The following was approved almost unanimously by the Mayors’ Council:

  1. Endorse the principles and framework for establishing and administering an interim Inter-Municipal Business Licence (IMBL);
  2. Urge municipalities within Region 1 [lower Mainland and Whistler] to adopt the associated interim IMBL bylaw as quickly as possible;
  3. Urge municipalities within Region 1 to harmonize existing municipal fees on taxicabs with the fees proposed in the IMBL for ride-hailing;
  4. Urge the province and Passenger Transportation Board to level the playing field between taxis and transportation network services (TNS) by reviewing taxi boundaries, fleet caps and insurance requirements, and ensuring TNSs provide accessible services for customers in mobility devices such as wheelchairs and scooters.

McCallum said: “By having a single ride-hailing business licence for the region, this will eliminate duplication, confusion, and waste of time and money for both those issuing and seeking a licence. Another benefit of this regional approach is the Mayors’ Council’s recognition that rides do not start nor end solely within Metro Vancouver. This is why we are proposing to have the IMBL encompass ride-hailing from the Fraser Valley through Metro Vancouver and along the Sea to Sky Corridor of Squamish, Whistler and beyond.”

He pointed out: “I have not budged from my position that a level playing field must be in place for ride-hailing and taxi companies to compete in. My fight is about ensuring fair competition in a highly regulated industry. The IMBL approved by the Mayors’ Council today levels the playing field and it has my support. I now urge the province and the Passenger Transportation Board to do their part to establish equity for those employed in the vehicle for hire industry by reviewing taxi boundaries, fleet caps, insurance requirements, and ensuring ride-hailing vehicles provide accessible services for customers of all abilities.”

MEANWHILE, Claire Trevena, Minister of Transportation and Infrastructure, said:

“I would like to thank the Mayors’ Council and the TransLink Working Group for its progress in encouraging municipalities to adopt an IMBL for ride-hail companies.

“This framework will streamline the business licence application process – eliminating a patchwork system across the Lower Mainland, allowing pickup and drop-off between participating municipalities.

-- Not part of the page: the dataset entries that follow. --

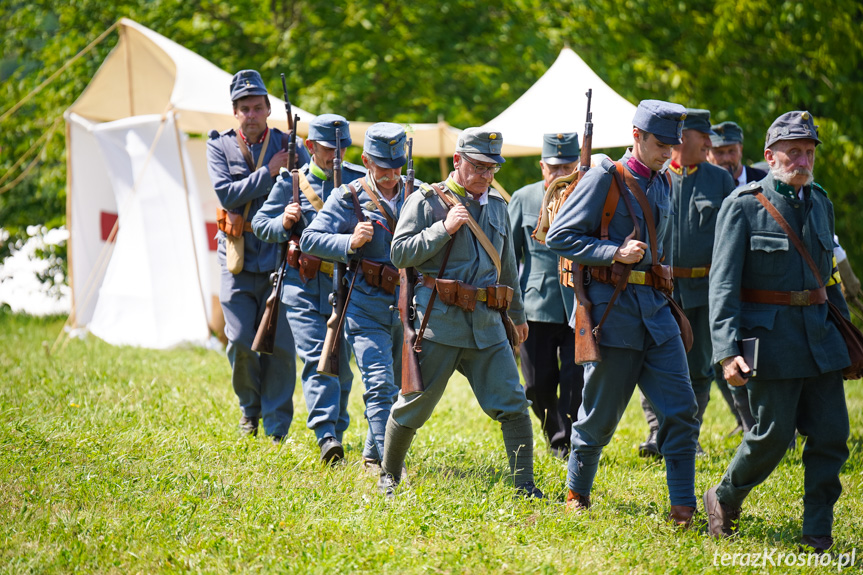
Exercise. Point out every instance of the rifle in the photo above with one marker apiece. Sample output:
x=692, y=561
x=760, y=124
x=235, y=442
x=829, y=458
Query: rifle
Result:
x=586, y=345
x=265, y=337
x=331, y=355
x=412, y=381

This will make it simple for Region 1 and Metro Vancouver municipalities to issue business licences to ride-hailing companies.

“Yesterday, I shared that our government has been working with ICBC and the taxi industry to create a new insurance product for taxi drivers. This product will be based on the per-kilometre distance travelled and will be more affordable for the industry overall.

“The independent Passenger Transportation Board is responsible for supply caps. The board has confirmed that it will monitor ride-hailing performance data and has stated that, as information becomes available, fleet size may be reassessed.

“Our government continues to work to support accessible transportation options with a fee of 30 cents for every trip in a ride-hail vehicle. We are working with industry and stakeholders as fees are collected on how to best allocate these funds.

“We will continue working to ensure the system works, prioritizes safety and is fair for ride hailing, the taxi industry and all road users.”